Cada firma é tomadora de preço. Condição de equilíbrio:
\[ P = CMg \]
\[ 339 - Q = 147 \implies Q_{PC} = 192 \]
\[ P_{PC} = 147 \]
Lucro econômico:
\[ \pi_{PC} = (147 - 147) \times 192 = 0 \]
Uma única firma escolhe \(Q\) para maximizar lucro. A receita marginal é:
\[ RMg = 339 - 2Q \]
Condição de ótimo (\(RMg = CMg\)):
\[ 339 - 2Q = 147 \implies Q_M = 96 \]
Preço:
\[ P_M = 339 - 96 = 243 \]
Lucro:
\[ \pi_M = (P_M - CMg) \times Q_M = (243 - 147) \times 96 = 9.216 \]
Duas firmas (A e B) escolhem simultaneamente suas quantidades, tratando a produção da rival como dada.
Demanda residual da firma A:
\[ P = (339 - q_B) - q_A \]
Receita marginal residual:
\[ RMg_A = (339 - q_B) - 2\,q_A \]
Condição de ótimo (\(RMg_A = CMg\)):
\[ (339 - q_B) - 2\,q_A = 147 \]
Curvas de melhor resposta:
\[ q_A^* = 96 - \frac{1}{2}\,q_B, \qquad q_B^* = 96 - \frac{1}{2}\,q_A \]
Equilíbrio de Cournot-Nash (interseção das curvas):
\[ \begin{cases} q_A = 96 - \frac{1}{2}\,q_B \\ q_B = 96 - \frac{1}{2}\,q_A \end{cases} \]
Substituindo a segunda na primeira:
\[ q_A = 96 - \frac{1}{2}\left(96 - \frac{1}{2}\,q_A\right) = 48 + \frac{1}{4}\,q_A \implies \frac{3}{4}\,q_A = 48 \implies q_A^* = 64 \]
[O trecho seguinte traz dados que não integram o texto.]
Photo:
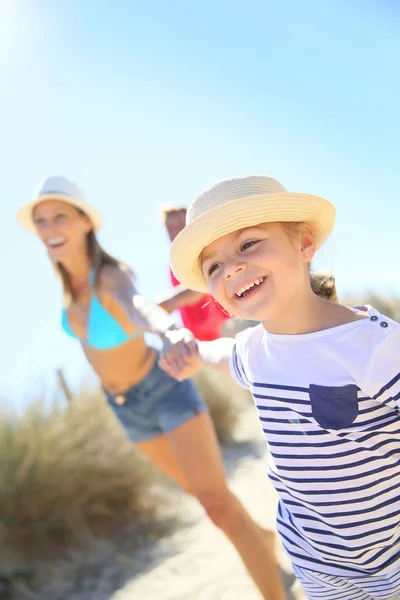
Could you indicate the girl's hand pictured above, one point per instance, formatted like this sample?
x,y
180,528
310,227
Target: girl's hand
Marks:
x,y
180,356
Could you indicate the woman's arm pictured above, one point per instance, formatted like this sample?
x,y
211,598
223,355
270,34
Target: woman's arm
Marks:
x,y
215,354
143,314
180,295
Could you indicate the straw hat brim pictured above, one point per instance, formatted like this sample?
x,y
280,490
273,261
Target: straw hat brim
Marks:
x,y
238,214
25,214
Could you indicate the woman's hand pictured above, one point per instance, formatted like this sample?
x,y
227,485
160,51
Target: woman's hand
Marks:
x,y
180,356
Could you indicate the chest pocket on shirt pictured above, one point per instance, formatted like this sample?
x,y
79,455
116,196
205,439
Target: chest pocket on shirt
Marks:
x,y
334,407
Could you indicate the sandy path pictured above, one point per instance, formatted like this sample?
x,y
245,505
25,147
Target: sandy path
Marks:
x,y
197,562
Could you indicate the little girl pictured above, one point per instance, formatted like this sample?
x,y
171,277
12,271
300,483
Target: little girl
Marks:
x,y
325,379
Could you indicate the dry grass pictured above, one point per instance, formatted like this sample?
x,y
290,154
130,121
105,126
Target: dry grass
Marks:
x,y
67,476
69,479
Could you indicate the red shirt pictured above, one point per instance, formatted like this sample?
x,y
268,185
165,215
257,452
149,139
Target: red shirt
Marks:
x,y
204,318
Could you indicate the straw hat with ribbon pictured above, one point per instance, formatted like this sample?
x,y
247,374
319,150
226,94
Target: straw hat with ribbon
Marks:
x,y
237,203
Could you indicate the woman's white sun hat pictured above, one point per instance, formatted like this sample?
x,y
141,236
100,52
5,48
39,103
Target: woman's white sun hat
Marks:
x,y
237,203
57,188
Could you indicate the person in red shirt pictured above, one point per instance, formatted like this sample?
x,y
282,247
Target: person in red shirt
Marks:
x,y
199,312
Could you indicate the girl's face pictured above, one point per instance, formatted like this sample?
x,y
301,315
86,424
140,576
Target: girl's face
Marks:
x,y
62,228
258,273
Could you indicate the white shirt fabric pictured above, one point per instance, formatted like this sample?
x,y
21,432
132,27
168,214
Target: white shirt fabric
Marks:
x,y
329,406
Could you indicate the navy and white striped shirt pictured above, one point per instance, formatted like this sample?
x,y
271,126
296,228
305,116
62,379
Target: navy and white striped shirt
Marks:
x,y
329,405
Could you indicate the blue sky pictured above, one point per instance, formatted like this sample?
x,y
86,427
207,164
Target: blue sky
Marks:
x,y
147,103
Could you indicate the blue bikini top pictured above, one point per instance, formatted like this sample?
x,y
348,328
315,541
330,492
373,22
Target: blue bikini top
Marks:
x,y
103,332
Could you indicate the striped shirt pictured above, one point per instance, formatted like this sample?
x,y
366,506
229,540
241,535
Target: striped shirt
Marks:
x,y
328,403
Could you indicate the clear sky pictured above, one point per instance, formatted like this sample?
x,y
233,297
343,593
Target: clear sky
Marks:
x,y
146,103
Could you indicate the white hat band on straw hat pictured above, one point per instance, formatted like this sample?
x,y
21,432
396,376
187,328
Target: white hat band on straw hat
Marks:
x,y
58,188
237,203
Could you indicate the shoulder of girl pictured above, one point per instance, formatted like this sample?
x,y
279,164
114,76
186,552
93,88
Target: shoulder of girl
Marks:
x,y
249,336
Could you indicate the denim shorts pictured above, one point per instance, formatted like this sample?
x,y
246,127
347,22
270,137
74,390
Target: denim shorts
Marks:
x,y
155,406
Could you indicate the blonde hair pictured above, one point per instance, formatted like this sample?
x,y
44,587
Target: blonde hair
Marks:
x,y
171,209
98,258
322,282
323,285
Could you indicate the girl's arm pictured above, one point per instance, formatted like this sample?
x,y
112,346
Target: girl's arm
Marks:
x,y
143,314
180,295
215,354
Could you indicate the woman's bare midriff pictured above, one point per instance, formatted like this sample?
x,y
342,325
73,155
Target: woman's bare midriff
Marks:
x,y
122,367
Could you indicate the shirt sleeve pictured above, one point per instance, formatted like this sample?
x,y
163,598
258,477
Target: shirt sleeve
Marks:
x,y
383,377
237,369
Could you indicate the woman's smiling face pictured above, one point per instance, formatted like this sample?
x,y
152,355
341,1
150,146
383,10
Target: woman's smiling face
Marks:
x,y
257,272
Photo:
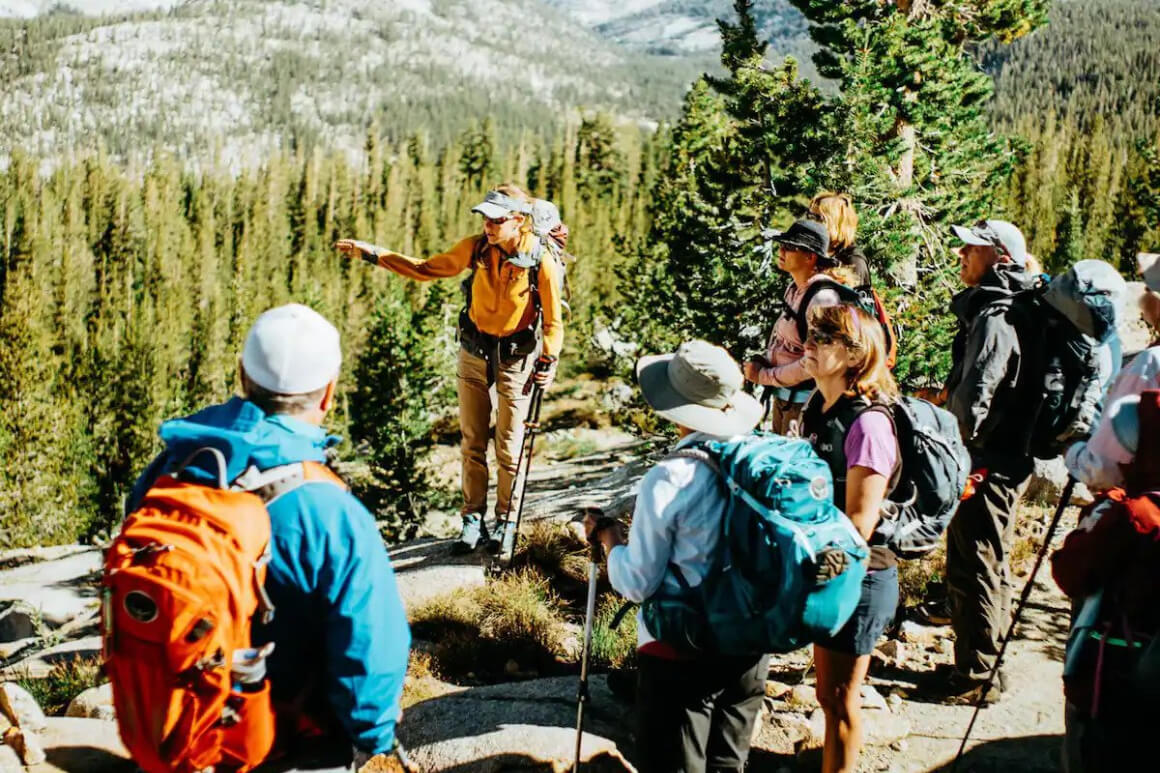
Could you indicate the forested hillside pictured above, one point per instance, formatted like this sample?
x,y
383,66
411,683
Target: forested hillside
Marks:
x,y
1084,93
171,174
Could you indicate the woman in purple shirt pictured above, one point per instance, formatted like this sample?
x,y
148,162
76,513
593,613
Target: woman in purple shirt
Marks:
x,y
849,423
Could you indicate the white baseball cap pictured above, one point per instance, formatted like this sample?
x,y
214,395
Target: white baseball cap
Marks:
x,y
995,233
291,349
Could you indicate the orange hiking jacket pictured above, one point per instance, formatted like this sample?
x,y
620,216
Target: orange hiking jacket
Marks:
x,y
500,298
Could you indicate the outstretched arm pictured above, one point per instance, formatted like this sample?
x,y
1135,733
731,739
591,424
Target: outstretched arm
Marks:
x,y
443,265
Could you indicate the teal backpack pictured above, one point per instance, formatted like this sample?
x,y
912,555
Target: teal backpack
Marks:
x,y
761,592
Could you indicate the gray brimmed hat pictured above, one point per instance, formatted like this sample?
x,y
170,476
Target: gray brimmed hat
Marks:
x,y
995,233
497,204
698,387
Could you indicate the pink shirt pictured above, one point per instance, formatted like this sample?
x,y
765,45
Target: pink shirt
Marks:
x,y
870,442
785,348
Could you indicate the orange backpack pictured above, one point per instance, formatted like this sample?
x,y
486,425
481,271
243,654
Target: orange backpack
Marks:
x,y
182,582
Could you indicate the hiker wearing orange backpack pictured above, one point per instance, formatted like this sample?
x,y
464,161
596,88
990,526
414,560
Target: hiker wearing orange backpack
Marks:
x,y
1110,568
252,615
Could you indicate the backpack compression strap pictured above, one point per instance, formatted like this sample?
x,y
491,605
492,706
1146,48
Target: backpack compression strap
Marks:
x,y
272,483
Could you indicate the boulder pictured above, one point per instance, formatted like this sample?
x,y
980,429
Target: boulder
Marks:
x,y
16,702
425,570
891,652
871,699
1048,482
19,622
72,745
520,724
781,732
95,702
878,728
40,665
913,633
26,744
804,696
59,589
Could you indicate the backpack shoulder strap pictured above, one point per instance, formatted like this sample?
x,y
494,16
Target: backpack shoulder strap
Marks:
x,y
478,255
698,454
802,316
Por simetria, \(q_B^* = 64\). Totais:
\[ Q_C = 128, \qquad P_C = 339 - 128 = 211 \]
Lucro por firma:
\[ \pi_C = (211 - 147) \times 64 = 4.096 \]
Comparação
| Monopólio | Cournot | Concorrência Perfeita | |
|---|---|---|---|
| \(Q\) total | 96 | 128 | 192 |
| \(P\) | 243 | 211 | 147 |
| \(\pi\) total | 9.216 | 8.192 | 0 |
\[ Q_M < Q_C < Q_{PC}, \qquad P_M > P_C > P_{PC} \]
O oligopólio de Cournot situa-se entre os dois extremos: mais quantidade e menor preço que o monopólio, porém menos quantidade e maior preço que a concorrência perfeita.